Am I happy I took the wife out to the pub for a meal tonight to make up for neglecting her over this week ? Well yep, too right. Bumped into Jim the bike who sorted me out with getting the tapered roller bearing seats out of the headstock. Jim nipped across the road to his house and came back with a right nifty wee tool for getting them out. Back from pub, in the shed and 10 mins later both seats were out . Frame ready to take to Triple S in Bingley for powder coating now ... small step for mankind, great leap for me ... no need to piss about with dremels and cutting discs.
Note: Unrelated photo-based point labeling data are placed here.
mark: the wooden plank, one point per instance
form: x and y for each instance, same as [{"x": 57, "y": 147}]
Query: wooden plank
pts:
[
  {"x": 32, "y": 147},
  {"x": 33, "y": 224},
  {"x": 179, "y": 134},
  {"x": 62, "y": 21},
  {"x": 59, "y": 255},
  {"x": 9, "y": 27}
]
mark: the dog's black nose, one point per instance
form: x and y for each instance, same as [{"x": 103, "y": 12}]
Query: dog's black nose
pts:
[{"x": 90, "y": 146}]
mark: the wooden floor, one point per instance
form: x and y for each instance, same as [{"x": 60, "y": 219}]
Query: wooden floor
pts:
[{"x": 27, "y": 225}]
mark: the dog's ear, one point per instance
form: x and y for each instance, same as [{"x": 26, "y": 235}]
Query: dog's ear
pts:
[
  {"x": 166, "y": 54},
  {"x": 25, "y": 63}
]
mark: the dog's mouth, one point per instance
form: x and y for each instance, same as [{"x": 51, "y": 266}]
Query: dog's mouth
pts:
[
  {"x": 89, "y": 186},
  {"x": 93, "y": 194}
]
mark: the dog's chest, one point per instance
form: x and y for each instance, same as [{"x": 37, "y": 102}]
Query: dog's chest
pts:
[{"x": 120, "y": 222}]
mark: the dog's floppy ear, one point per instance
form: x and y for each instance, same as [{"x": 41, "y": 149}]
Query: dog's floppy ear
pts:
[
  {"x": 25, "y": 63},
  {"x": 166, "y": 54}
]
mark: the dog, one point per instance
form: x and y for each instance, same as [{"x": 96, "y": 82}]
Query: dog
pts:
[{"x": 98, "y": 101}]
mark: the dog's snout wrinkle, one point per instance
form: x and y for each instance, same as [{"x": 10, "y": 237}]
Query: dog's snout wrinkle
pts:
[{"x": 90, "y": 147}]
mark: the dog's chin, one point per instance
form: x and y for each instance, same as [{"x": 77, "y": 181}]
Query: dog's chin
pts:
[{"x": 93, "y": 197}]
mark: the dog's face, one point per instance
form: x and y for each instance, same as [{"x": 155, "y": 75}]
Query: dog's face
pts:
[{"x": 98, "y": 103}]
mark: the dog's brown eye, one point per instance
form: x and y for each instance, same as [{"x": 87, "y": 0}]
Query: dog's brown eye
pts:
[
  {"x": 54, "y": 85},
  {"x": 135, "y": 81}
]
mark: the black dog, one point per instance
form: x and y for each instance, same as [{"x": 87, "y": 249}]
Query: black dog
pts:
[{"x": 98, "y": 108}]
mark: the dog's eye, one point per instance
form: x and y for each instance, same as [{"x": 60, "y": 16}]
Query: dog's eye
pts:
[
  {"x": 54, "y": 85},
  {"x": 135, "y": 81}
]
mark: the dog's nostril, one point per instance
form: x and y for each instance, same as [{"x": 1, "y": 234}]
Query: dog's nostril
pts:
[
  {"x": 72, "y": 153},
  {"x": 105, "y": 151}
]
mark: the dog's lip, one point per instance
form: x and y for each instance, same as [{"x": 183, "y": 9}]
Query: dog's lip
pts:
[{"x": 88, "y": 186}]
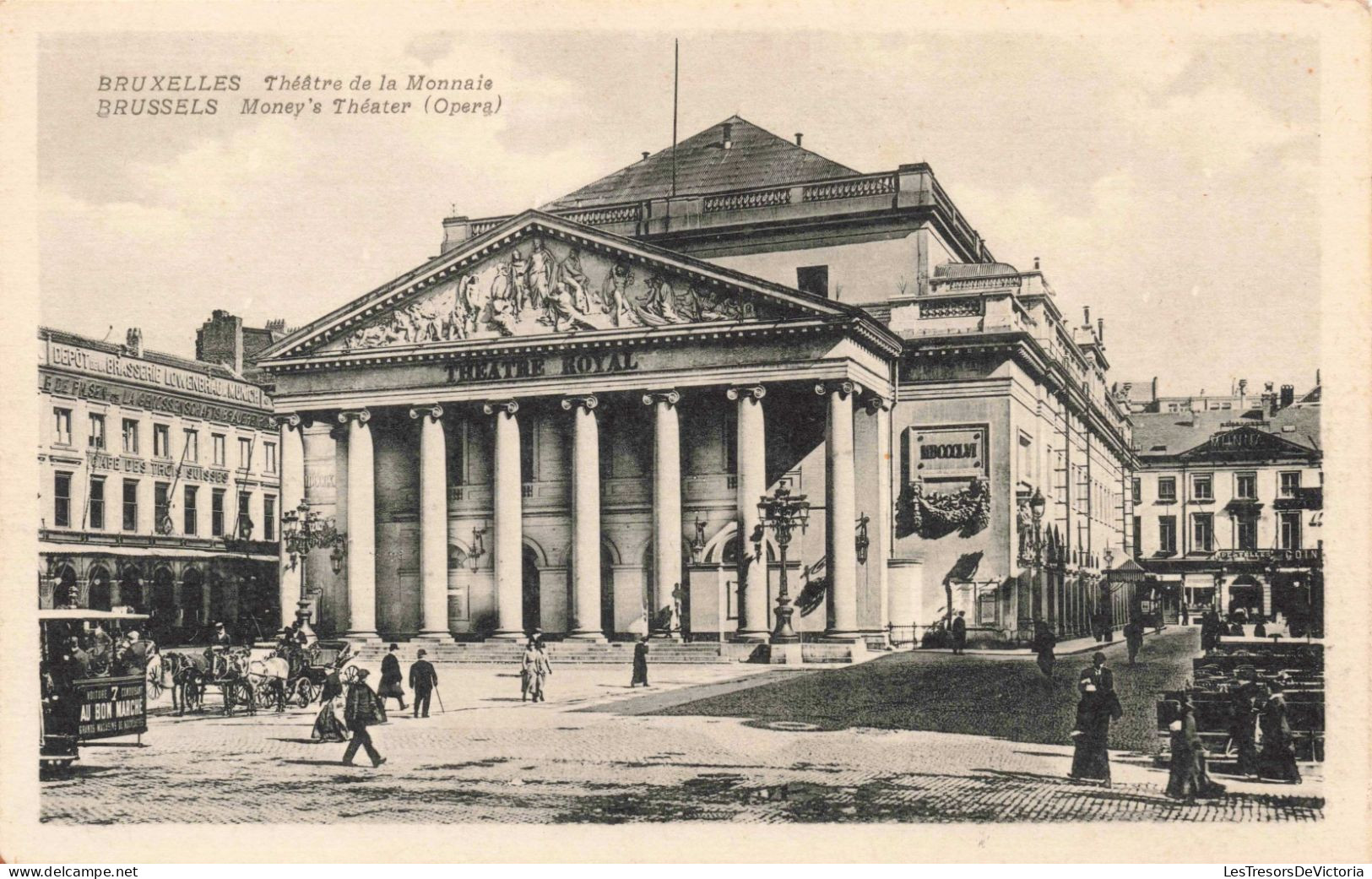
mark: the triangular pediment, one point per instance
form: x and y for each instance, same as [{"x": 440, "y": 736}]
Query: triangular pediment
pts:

Procedure documented below:
Photo 1: Bearing seat in top of headstock
Photo 2: Nifty wee bearing seat removal tool
Photo 3: Tool in place on top of headstock
Photo 4: Drift inserted from bottom of headstock
Photo 5: Couple of whacks on the drift with a rubber mallet and the bearing seat is out
Repeated all this at the other end to get the bottom seat out ... bit more triky as this seat's diameter was about the same as the headstock inner diameter and was flush into the shoulder, so next to nothing for the tool to grab onto. Expanded the tool as much as possible and the first couple of thumps on the drift moved it enough through friction to get a gap between the seat and the shoulder it sits in for the tool to get a better grab on it. Easy peasy when you know a man who knows how and has a tool to hand. Well chuffed I am.